Al di fuori di queste, le parti non possono invocare l’inadempimento della controparte o di altri soggetti per sospendere l’esecuzione dei lavori, ciò in deroga all’art. 1460 Cod. civile (“eccezione di inadempimento”). Da ciò ne consegue, che nel caso di inadempimento della stazione appaltante per mancato pagamento del corrispettivo, l’appaltatore non può invocare la sospensione dell’opera pubblica avendo l’obbligo di proseguire l’appalto. Ciò potrebbe generare una crisi finanziaria dello stesso, valutabile dalla stazione appaltante/collegio consultivo quale causa di risoluzione del contratto ex art. 5 c. 4 D.L. n. 76, ancor più (invero con risvolti paradossali) se dalla crisi finanziaria dovesse derivare anche il ritardo nello svolgimento dei lavori.
La necessità di individuare strumenti alternativi di risoluzione delle controversie in fase di esecuzione era un esigenza molto sentita dagli operatori economici, in considerazione del fatto che il combinato disposto del Codice 50 del 2016 e della “paura della firma” aveva confinato il contenzioso tra impresa e stazione appaltante nella giustizia ordinaria che, considerati i suoi tempi, ha prodotto gravissime ripercussioni finanziarie sulle imprese.
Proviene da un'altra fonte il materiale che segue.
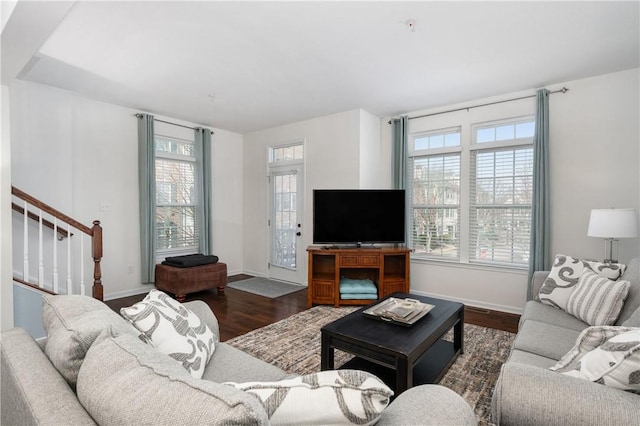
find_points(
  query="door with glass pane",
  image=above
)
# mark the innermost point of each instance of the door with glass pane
(285, 224)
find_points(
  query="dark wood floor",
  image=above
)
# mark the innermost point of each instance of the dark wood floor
(239, 312)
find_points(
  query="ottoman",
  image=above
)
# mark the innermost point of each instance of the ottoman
(183, 281)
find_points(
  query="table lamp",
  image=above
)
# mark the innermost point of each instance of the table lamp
(612, 224)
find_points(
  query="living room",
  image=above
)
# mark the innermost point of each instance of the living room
(332, 78)
(77, 153)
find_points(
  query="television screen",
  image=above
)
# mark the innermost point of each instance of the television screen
(354, 216)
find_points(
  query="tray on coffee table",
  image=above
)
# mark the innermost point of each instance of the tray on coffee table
(404, 312)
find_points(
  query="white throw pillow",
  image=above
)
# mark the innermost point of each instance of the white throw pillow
(325, 398)
(174, 330)
(565, 274)
(614, 362)
(597, 300)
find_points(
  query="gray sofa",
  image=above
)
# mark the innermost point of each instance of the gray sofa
(528, 393)
(122, 380)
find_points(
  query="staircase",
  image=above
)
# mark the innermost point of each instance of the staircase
(54, 249)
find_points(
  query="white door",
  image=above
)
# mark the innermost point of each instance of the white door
(285, 224)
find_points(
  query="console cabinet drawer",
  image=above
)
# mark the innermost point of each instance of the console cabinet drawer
(324, 290)
(359, 260)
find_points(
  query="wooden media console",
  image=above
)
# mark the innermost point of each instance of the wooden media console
(387, 267)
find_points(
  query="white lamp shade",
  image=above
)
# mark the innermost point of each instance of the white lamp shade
(613, 223)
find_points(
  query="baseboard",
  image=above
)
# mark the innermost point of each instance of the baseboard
(474, 303)
(127, 293)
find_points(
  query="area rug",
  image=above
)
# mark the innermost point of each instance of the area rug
(265, 287)
(293, 344)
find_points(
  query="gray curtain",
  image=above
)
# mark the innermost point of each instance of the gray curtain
(539, 253)
(203, 173)
(147, 185)
(399, 141)
(399, 129)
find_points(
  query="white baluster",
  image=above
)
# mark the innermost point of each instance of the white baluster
(82, 263)
(25, 252)
(40, 253)
(55, 255)
(69, 280)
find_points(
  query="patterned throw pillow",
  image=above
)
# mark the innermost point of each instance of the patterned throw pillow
(174, 330)
(327, 397)
(72, 323)
(565, 274)
(605, 355)
(597, 300)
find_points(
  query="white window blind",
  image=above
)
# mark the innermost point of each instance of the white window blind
(501, 182)
(434, 185)
(176, 199)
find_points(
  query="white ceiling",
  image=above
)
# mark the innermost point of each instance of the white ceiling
(273, 63)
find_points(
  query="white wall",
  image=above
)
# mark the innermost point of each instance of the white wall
(374, 157)
(6, 268)
(594, 152)
(75, 153)
(332, 160)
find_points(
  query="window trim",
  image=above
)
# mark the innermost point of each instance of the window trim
(468, 144)
(161, 253)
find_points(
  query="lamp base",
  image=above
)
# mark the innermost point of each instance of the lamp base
(610, 250)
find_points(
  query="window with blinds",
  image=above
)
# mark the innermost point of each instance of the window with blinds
(176, 222)
(434, 187)
(501, 181)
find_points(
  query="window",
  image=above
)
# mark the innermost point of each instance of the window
(491, 222)
(176, 199)
(435, 193)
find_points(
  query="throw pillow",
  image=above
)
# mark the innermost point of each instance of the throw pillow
(597, 300)
(633, 320)
(72, 323)
(565, 274)
(589, 339)
(327, 397)
(631, 274)
(614, 363)
(174, 330)
(124, 381)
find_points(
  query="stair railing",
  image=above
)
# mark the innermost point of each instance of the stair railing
(64, 228)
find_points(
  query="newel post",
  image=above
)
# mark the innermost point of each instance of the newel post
(96, 232)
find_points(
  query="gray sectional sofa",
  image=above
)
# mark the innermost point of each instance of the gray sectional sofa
(528, 393)
(119, 379)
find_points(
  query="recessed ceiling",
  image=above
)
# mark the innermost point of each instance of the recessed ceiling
(273, 63)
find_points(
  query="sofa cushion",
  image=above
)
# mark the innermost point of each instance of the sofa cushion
(609, 355)
(539, 312)
(546, 340)
(633, 320)
(565, 274)
(323, 398)
(72, 323)
(173, 329)
(597, 300)
(615, 363)
(632, 303)
(528, 358)
(124, 382)
(229, 364)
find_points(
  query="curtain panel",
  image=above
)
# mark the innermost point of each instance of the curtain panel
(399, 141)
(147, 193)
(539, 253)
(203, 173)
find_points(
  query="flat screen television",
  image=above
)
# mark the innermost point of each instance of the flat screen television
(357, 216)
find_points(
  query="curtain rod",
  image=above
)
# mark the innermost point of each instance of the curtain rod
(138, 115)
(563, 90)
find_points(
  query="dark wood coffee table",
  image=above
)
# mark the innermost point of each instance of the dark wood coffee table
(400, 356)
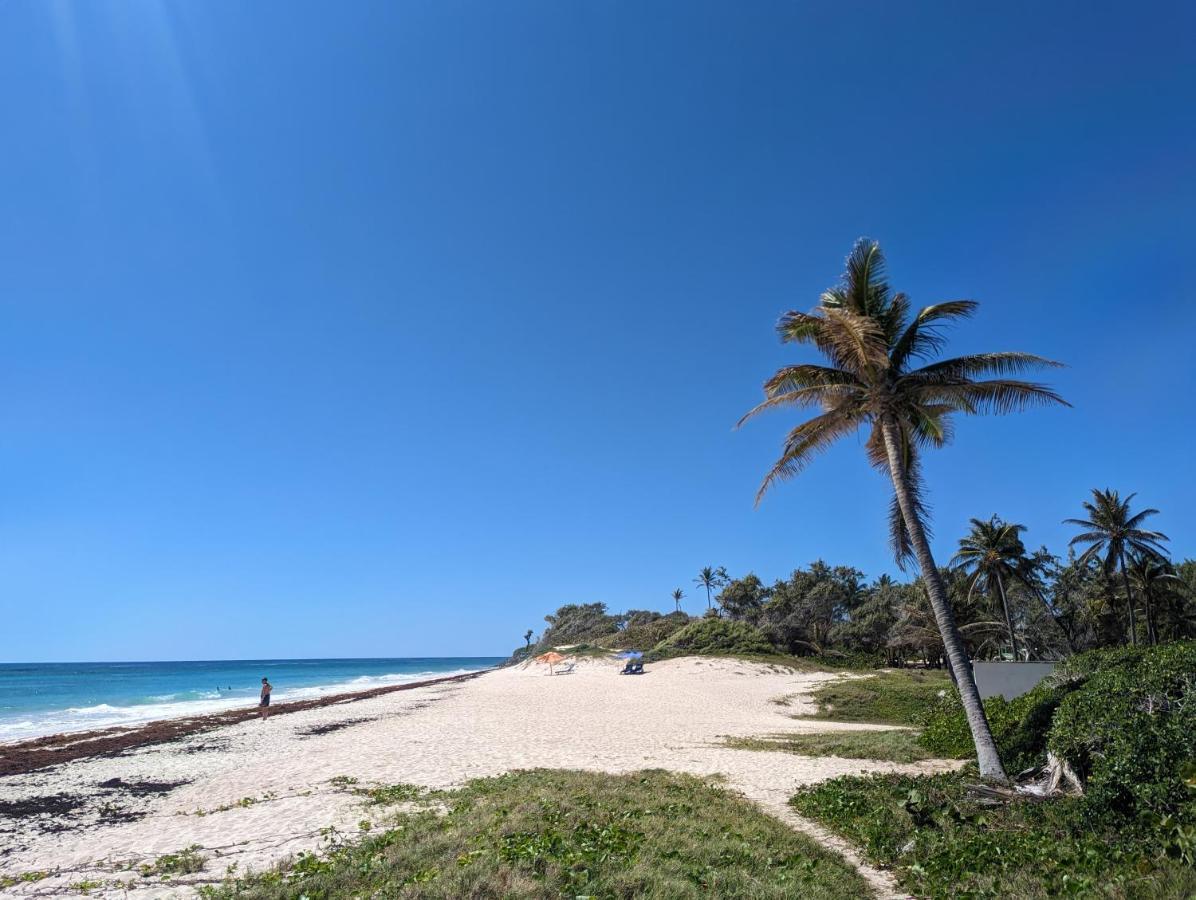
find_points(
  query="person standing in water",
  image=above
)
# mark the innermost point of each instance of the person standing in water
(263, 705)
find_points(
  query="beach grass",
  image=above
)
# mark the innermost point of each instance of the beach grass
(891, 697)
(551, 833)
(943, 840)
(891, 745)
L’introduzione del collegio consultivo tecnico (articolo 6 del decreto) rappresenta senza dubbio un passo avanti in tal senso e, pertanto, alla luce del fatto che, finora, i termini stabiliti dalla disposizione per la costituzione dei collegi non risultano rispettati a causa della resistenza delle stazioni appaltanti, occorre monitorarne attentamente l’attuazione e cercare di comprendere e superare le obiezioni della Pubblica Amministrazione.
C) A proposito dei consorzi
Infine, non si può non evidenziare una modifica riguardante i consorzi cooperativi e artigiani che non possiamo non accogliere con particolare favore.
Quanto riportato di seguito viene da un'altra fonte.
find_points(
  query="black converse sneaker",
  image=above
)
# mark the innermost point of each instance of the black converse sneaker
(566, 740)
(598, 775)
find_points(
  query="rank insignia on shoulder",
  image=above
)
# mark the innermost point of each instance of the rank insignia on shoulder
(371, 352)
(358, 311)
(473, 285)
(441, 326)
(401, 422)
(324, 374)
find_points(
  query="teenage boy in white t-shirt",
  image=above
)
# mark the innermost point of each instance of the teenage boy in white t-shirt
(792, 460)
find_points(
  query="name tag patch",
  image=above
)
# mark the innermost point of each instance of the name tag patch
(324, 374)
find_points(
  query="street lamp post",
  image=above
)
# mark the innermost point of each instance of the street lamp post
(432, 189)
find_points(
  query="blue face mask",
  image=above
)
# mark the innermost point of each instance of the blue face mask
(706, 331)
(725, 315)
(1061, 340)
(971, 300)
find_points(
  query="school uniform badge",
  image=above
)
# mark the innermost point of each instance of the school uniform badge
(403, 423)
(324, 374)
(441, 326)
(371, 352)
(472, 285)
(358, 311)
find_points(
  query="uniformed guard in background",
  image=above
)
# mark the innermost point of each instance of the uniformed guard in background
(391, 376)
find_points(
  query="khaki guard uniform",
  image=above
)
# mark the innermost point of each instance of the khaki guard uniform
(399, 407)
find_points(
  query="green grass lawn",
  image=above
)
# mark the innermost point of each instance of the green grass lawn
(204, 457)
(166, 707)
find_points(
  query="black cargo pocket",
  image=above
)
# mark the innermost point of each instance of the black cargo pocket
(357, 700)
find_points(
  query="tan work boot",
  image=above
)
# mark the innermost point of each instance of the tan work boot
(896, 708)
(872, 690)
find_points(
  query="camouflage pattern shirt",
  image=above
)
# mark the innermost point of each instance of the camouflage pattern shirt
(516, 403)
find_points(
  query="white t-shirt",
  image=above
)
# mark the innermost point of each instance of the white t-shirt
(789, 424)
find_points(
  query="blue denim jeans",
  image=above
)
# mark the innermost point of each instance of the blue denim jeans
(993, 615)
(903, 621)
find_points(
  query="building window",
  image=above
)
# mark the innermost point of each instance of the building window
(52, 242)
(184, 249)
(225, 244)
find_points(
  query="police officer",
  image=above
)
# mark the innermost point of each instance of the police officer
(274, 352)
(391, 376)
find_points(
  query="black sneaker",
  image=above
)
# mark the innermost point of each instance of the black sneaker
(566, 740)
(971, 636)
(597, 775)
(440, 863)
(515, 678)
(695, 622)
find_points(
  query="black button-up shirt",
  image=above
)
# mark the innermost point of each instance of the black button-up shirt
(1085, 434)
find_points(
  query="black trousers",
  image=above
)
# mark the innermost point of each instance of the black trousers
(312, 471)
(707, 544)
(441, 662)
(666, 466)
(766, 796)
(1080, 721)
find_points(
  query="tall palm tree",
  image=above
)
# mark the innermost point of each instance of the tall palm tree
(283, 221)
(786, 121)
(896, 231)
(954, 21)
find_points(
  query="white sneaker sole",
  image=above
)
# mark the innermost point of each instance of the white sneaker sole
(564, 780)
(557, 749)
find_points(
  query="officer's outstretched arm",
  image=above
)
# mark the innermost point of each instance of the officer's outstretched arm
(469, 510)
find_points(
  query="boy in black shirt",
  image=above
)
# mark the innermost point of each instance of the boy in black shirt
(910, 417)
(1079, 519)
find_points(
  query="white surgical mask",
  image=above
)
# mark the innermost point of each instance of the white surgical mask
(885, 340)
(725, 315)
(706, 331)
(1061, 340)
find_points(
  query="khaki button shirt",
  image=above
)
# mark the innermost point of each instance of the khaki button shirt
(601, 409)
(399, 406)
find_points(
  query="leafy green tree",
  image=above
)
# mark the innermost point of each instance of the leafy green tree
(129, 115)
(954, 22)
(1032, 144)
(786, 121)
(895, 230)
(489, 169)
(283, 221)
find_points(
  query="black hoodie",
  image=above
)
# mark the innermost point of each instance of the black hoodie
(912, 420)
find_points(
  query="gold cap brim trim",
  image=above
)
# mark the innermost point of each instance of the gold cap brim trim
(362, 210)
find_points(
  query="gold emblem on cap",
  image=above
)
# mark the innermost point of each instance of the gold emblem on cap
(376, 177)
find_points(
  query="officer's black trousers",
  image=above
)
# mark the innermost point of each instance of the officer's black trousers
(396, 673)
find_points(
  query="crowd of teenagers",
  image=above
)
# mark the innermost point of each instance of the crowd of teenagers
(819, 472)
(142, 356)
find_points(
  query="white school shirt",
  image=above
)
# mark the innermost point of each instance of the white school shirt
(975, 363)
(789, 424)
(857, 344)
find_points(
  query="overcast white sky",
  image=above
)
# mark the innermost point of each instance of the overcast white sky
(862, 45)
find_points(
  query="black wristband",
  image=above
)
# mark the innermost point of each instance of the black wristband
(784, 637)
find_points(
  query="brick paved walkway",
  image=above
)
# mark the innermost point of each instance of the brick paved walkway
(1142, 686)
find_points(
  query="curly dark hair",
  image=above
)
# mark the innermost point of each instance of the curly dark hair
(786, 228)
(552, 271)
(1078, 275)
Infatti, il Decreto-Legge ha definitivamente chiarito, all’articolo 8, comma 5, lettera a-ter), le modalità di partecipazione alle gare d’appalto dei consorzi, in primo luogo artigiani, quando questi siano a loro volta indicati quali esecutori da un consorzio cooperativo.
Come noto, nonostante l’ANAC avesse più volte espresso pareri favorevoli in materia, in particolare, nella Deliberazione n. 1 del 10/01/2007 oppure più recentemente nel Bando-tipo n. 2 sulle procedure aperte per l’affidamento di contratti pubblici di servizi di pulizia, (deliberazione n. 2 del 10 gennaio 2018), le stazioni appaltanti non sempre condividevano tale orientamento, impedendo quindi l’indicazione dei consorzi quali esecutori.
La modifica introdotta all’articolo 48, comma 7, del Codice dei Contratti Pubblici, prevede che il consorzio designato debba, a sua volta, indicare in gara il consorziato che eseguirà i lavori; tale indicazione presuppone, pertanto, in modo altrettanto chiaro, che un consorzio cooperativo o artigiano possa indicare un proprio consorzio associato quale esecutore.